You haven’t tasted a turkey until you’ve sampled a fresh, locally-grown heritage breed turkey. Gone is the dry meat and bland flavor of the traditional bird. In its place is a bird with a moist, rich flavor you can’t beat.
Wild turkeys are native to North America. Several subspecies evolved in a wide range of habitats from the northern Rockies to southern Arizona, Florida, the eastern U.S. and central Mexico. They were a staple of many American Indian civilizations.
The Spanish encountered turkeys when they colonized Mexico in the 1500s and took the game birds back to Europe. Once in Europe, the birds were domesticated and new breeds were developed over time. Eventually, when the Puritans made their journey to eastern North America, they brought turkeys with them. Little did they know they were completing a circle.
Over time many different breeds developed both here and in Europe. Some remained local breeds, others found a wider range. Each breed had its own characteristics in flavor, plumage, feed thriftiness and hardiness. They came with names like Standard Bronze, Bourbon Red, Narragansett, Jersey Buff, Slate, Black Spanish, and White Holland and Royal Palm. Their names often referred to their colorful plumage. Over time the larger, heavy-meated breeds became more popular until the Broad Breasted White became the industrial market standard in the 1960s. By 1991, many of these old heritage breeds were nearly gone from the farmyard.
They would have died out completely if it hadn’t been for a few people who realized the value of these turkey breeds and other livestock that once were very common on American farms. They represented a huge pool of biodiversity that had developed over centuries and because of their varied genetics could potentially be a source of animals if a major disease were to hit the Broad Breasted White turkeys.
Today, groups like the Heritage Turkey Foundation and the American Livestock Breeds Conservancy are working to preserve breeding stock for dozens of different animals and helping many sustainability-minded farmers develop herds and flocks.
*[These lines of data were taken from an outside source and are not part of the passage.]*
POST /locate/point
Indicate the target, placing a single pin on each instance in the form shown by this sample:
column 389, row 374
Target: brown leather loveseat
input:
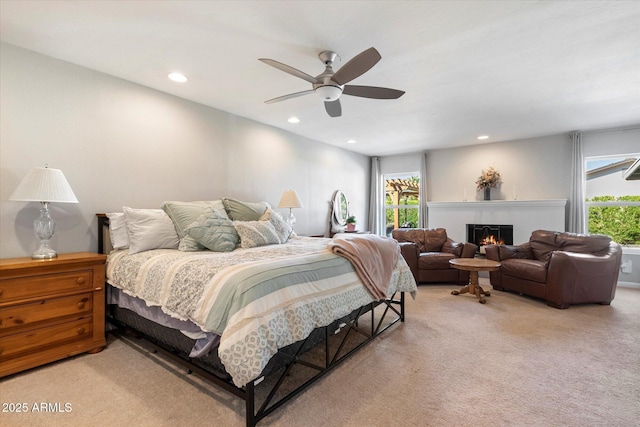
column 428, row 251
column 561, row 268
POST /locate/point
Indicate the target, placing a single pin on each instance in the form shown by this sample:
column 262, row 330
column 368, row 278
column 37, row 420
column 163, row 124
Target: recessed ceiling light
column 177, row 77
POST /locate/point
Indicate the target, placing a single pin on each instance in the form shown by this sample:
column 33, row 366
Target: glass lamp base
column 44, row 251
column 44, row 228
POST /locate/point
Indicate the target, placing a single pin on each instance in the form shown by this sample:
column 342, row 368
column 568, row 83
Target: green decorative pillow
column 183, row 214
column 256, row 233
column 244, row 211
column 213, row 231
column 283, row 229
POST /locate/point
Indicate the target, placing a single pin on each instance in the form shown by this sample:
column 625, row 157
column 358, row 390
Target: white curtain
column 375, row 200
column 577, row 223
column 422, row 222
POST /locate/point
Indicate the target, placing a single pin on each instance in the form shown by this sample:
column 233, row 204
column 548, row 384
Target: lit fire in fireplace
column 489, row 240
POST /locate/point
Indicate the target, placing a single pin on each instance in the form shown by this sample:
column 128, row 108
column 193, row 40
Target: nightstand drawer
column 14, row 345
column 46, row 284
column 28, row 314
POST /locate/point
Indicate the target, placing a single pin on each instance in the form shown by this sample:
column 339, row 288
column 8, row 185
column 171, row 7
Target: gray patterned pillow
column 213, row 231
column 256, row 233
column 283, row 229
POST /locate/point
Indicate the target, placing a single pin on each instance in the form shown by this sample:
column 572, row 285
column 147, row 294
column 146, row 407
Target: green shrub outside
column 622, row 223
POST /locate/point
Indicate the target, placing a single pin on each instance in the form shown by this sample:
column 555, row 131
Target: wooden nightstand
column 50, row 309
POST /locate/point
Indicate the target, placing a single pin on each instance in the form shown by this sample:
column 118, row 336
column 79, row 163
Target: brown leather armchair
column 428, row 251
column 561, row 268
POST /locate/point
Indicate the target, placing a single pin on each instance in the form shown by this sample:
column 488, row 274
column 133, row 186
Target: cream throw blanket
column 373, row 257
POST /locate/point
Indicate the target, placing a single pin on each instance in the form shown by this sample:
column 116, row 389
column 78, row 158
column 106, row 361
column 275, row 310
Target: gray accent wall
column 123, row 144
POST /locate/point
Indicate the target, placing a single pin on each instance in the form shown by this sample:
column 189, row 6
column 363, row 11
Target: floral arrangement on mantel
column 489, row 179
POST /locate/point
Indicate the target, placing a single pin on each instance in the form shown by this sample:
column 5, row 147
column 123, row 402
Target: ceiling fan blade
column 334, row 109
column 372, row 92
column 288, row 69
column 357, row 66
column 291, row 95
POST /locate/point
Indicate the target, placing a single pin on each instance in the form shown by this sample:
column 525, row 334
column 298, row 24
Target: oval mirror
column 340, row 208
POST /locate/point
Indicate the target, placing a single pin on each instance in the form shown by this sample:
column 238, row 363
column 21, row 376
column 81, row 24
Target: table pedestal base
column 473, row 288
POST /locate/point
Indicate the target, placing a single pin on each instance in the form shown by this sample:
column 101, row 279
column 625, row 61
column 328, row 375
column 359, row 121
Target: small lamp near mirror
column 290, row 200
column 44, row 185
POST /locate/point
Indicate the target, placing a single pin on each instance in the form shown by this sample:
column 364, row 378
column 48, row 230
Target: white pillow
column 149, row 229
column 118, row 230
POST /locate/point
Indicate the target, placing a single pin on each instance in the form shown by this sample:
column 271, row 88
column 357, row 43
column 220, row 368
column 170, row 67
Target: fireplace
column 489, row 234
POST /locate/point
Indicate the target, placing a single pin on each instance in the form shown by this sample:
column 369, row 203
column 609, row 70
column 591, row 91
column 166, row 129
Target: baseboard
column 634, row 285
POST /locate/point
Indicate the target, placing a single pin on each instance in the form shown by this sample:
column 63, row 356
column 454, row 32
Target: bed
column 262, row 320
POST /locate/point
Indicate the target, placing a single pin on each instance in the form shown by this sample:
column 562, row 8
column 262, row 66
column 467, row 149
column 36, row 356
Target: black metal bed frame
column 392, row 312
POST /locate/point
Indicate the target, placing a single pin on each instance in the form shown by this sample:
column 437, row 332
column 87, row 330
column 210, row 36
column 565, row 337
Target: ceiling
column 507, row 69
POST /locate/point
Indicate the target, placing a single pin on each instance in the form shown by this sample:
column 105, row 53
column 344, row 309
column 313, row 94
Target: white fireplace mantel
column 525, row 216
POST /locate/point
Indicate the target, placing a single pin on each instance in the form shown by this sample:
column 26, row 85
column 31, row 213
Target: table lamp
column 290, row 200
column 44, row 185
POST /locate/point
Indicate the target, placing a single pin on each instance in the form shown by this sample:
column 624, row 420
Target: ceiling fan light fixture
column 328, row 93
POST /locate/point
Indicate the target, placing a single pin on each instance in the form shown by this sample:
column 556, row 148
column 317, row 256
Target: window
column 402, row 200
column 613, row 202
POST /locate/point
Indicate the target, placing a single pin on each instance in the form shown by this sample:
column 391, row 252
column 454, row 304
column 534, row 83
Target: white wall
column 538, row 168
column 119, row 143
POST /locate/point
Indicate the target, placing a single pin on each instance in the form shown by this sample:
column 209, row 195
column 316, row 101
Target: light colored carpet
column 455, row 362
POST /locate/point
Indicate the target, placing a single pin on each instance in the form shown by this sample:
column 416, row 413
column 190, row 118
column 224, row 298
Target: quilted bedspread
column 258, row 300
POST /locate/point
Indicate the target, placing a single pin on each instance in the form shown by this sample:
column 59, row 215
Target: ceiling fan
column 330, row 85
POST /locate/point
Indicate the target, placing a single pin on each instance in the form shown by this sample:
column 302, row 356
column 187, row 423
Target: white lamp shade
column 290, row 199
column 44, row 185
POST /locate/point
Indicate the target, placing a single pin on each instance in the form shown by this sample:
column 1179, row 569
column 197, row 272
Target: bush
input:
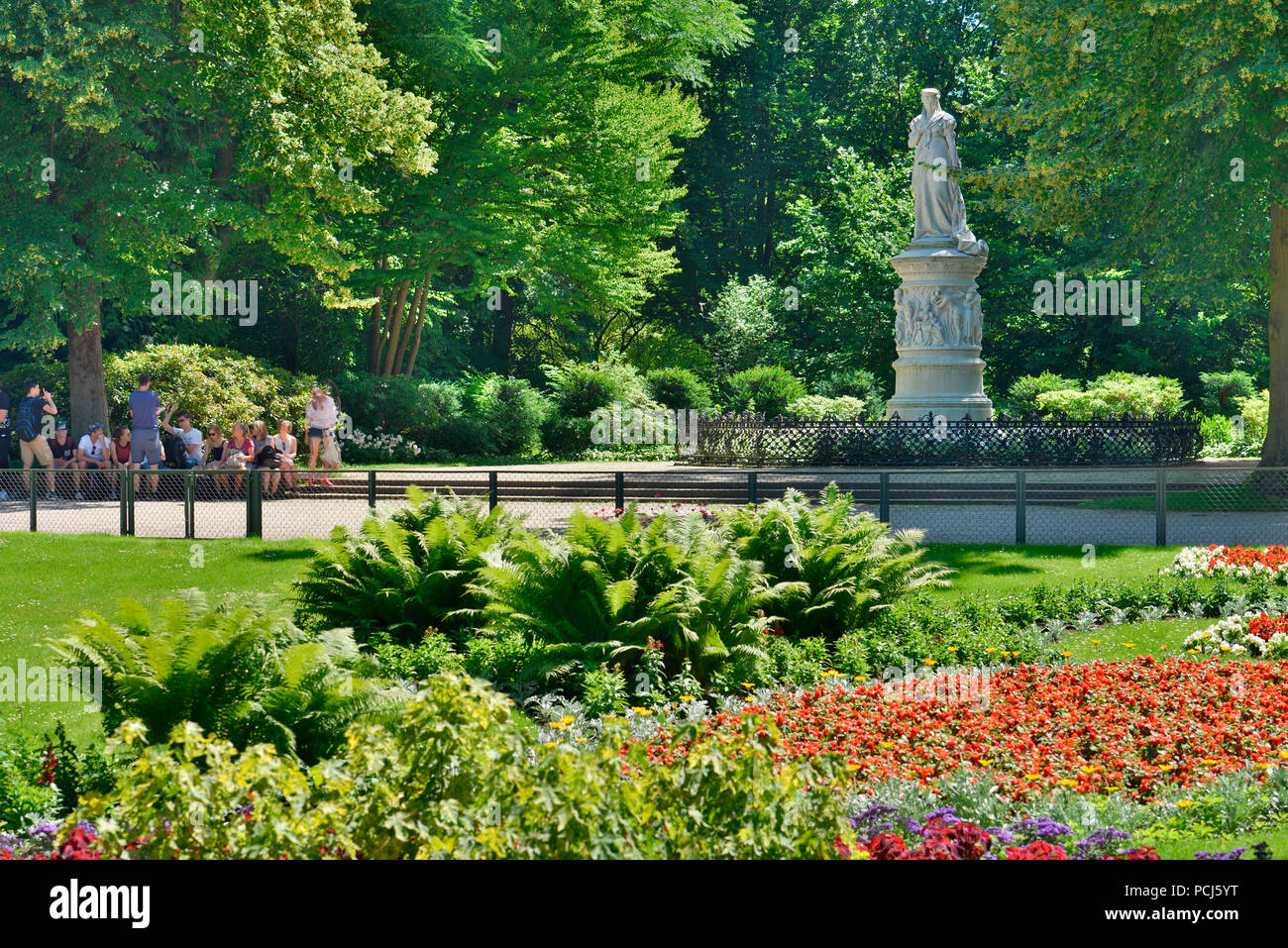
column 1025, row 390
column 459, row 776
column 404, row 572
column 837, row 569
column 1116, row 394
column 244, row 674
column 604, row 588
column 211, row 384
column 855, row 382
column 510, row 412
column 1223, row 390
column 765, row 390
column 678, row 389
column 818, row 408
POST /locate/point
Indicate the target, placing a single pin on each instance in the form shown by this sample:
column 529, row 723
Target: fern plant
column 404, row 571
column 245, row 674
column 599, row 592
column 838, row 567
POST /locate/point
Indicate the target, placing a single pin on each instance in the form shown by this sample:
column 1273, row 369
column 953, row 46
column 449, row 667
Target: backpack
column 27, row 419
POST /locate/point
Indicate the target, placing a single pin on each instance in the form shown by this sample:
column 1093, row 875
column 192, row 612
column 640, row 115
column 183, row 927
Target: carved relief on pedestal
column 930, row 317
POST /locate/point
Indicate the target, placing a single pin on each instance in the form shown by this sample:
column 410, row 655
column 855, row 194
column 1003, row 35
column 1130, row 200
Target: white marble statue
column 936, row 196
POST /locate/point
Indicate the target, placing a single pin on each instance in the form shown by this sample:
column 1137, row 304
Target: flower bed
column 1102, row 728
column 941, row 835
column 1241, row 562
column 1253, row 633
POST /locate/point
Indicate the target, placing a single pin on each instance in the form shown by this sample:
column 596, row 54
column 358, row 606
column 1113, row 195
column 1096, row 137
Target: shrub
column 765, row 390
column 1223, row 390
column 678, row 389
column 211, row 384
column 818, row 408
column 748, row 326
column 604, row 588
column 458, row 776
column 510, row 412
column 837, row 569
column 244, row 674
column 1025, row 389
column 433, row 655
column 404, row 572
column 1116, row 394
column 855, row 382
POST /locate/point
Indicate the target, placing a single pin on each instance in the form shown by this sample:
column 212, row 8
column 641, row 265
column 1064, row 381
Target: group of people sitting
column 141, row 446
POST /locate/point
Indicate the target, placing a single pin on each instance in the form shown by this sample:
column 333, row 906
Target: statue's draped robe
column 939, row 205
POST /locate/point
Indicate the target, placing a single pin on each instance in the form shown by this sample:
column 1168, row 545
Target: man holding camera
column 29, row 421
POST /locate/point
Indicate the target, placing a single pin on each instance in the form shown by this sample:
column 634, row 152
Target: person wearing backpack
column 29, row 421
column 5, row 428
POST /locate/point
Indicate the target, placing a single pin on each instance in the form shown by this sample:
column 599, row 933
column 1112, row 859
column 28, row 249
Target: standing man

It is not easy to find heritage turkeys on the open market in Spokane. Many growers in the region take orders in the spring from people who have found their way to them through farmers markets, friends and foodie groups. They are not cheap to buy, either, costing $4 a pound or more. They take longer to raise than the factory farm wonders and quality feed is expensive. Often you won’t know what weight turkey you will be getting until you go to the farm to pick it up.
Here is an interesting fact of American history and turkeys: if Ben Franklin had his way, our national bird would have been a turkey. In a letter to his daughter in 1784, Franklin extolled the virtues of the wild turkey over the bald eagle. He felt the eagle had a bad moral character and the turkey was much more likely to defend what was his.